All of the simulations were were created using the Social Forces model. Argil - a library designed for pedestrian simulation - was used to model, visualize, and process the scenarios. More information about Argil is presented in Chapter 7. Argil includes an implementation of the Social Forces model that was inspired by the implementation in Menge[10].
For debugging, two environments were constructed - a Hallway scene and a Fork scene. Sample frames from the Hallway are shown in Figure 5.1, and sample frames from the Fork scene are shown in 5.2. In each figure, the current location of the agent is the largest circle while the trail of smaller circles shows the previous locations of the agent. In all scenarios, there are ten agents moving from one sink towards one of the other sinks. A sink is an entrance or exit from the environment (the Hallway has
Figure 5.1: Representative Sequence from Hallway Simulation
two sinks and the Fork has three sinks.
Data was obtained by simulating the progress of agents for 2000 timesteps, and each agent began its path after a random delay where the delays are calculated from the uniform distribution with lower bound of 0 and upper bound of 400 timesteps. Each scene corresponds roughly to a 10 meter by 10 meter region in the real-world. For every tenth timestep, the position of all agents was recorded.
For the Hallway scenario, agents were randomly assigned to a starting side and each agent then moved towards the other side horizontally. The vertical start and end positions of each agent were calculated using a Normal distribution with a standard deviation of 2.0 centered at a y-coordinate of 7.5 for the agents traveling right and a y- coordinate of 2.5 for agents traveling left. This choice of y-coordinate ensures that the majority of the agents traveling right will be on the upper half of the hallway while those traveling left will be on the lower half.

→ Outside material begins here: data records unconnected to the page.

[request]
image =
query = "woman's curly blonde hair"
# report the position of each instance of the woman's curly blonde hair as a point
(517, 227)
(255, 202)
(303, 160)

Figure 5.1 shows how the tendency of agents to travel together in the same direction results in relatively few head-on collision-avoidance situations.
The Fork scenario (Figure 5.2) includes a much greater number of pedestrian interactions. Agents in the Fork scenario were randomly assigned to one of the three start sides and then a goal destination was also selected at random. To make the
Figure 5.2: Representative Sequence from Fork Simulation
scene even more interesting, each agent was also given a waypoint in the center where all three pathways converge. These center waypoints must be reached by the agent before it can continue on to its final destination. The center waypoints were assigned using the Uniform distribution where every position in the center is equally likely to be chosen.
Evaluating architectures on multiple types of interactions provides a better esti- mate of how well the model may perform on real-world situations where there is a mix of complex and simple interactions. Since the Hallway simulation involves few pedestrian interactions, it was used to validate that all neural network architectures were capable of learning the linear patterns of movement. The models converged to reasonable solutions within 30 minutes to one hour on the Hallway simulations, so these simulations were used to evaluate general hyper-parameters. The Fork scenario involves many interactions between agents; the Fork simulations were used to validate the neighbor representations to ensure that the models were able to detect nearby agents.
5.1.1 Hardware and Software
All neural network models were trained on Amazon EC2 with the memory optimized instances. r4.large instances (15.25 Gigabytes RAM, 2 vCPUs) were used for small simulations with fewer than 10 agents; the r4.xlarge instances (30.5 Gigabytes of RAM, 4 vCPUs) and the r4.2xlarge instances(61 Gigabytes of RAM, 8 vCPUs) were used for scenarios with more than 10 agents. Training on GPUs was only marginally faster than CPUs, so the less expensive servers without GPUs were used. The bot- tleneck that prevented faster training on GPUs was the high memory requirements of the models during training. When the maximum number of agents in a scene was ten, most models used 4 to 8 Gigabytes of RAM. For models trained on environments where up to 40 agents were present in an individual scene, 10 to 35 Gigabytes of RAM were required. The SATTN model typically had the highest memory requirements since each attention Gaussian would need to process all other agents in a loop.
All networks were implemented in TensorFlow[1] v1.0, and the networks were trained with a learning rate of .003 using the RMSProp[15] optimizer. Every epoch (training using all samples) the learning rate was annealed by 10%. Decaying the learning rate has been shown to help networks converge to better solutions. Gradient clipping was employed to prevent the error gradients for becoming too large or too small. When the absolute value of the gradient becomes large, the parameters can quickly approach infinity or negative infinity. To avoid this, each individual gradient was clipped to be between positive five and negative five.
In general the training of the neural network models was chaotic. Small changes to the hyper-parameters like learning rate or Dropout probability could dramatically affect the convergence. Using the Social Forces simulations was essential to quickly debug the architectures. A logistical challenge of building the models was the high memory requirements; a custom system for queuing training jobs on AWS servers was
developed to reduce time spent configuring and setting up training jobs.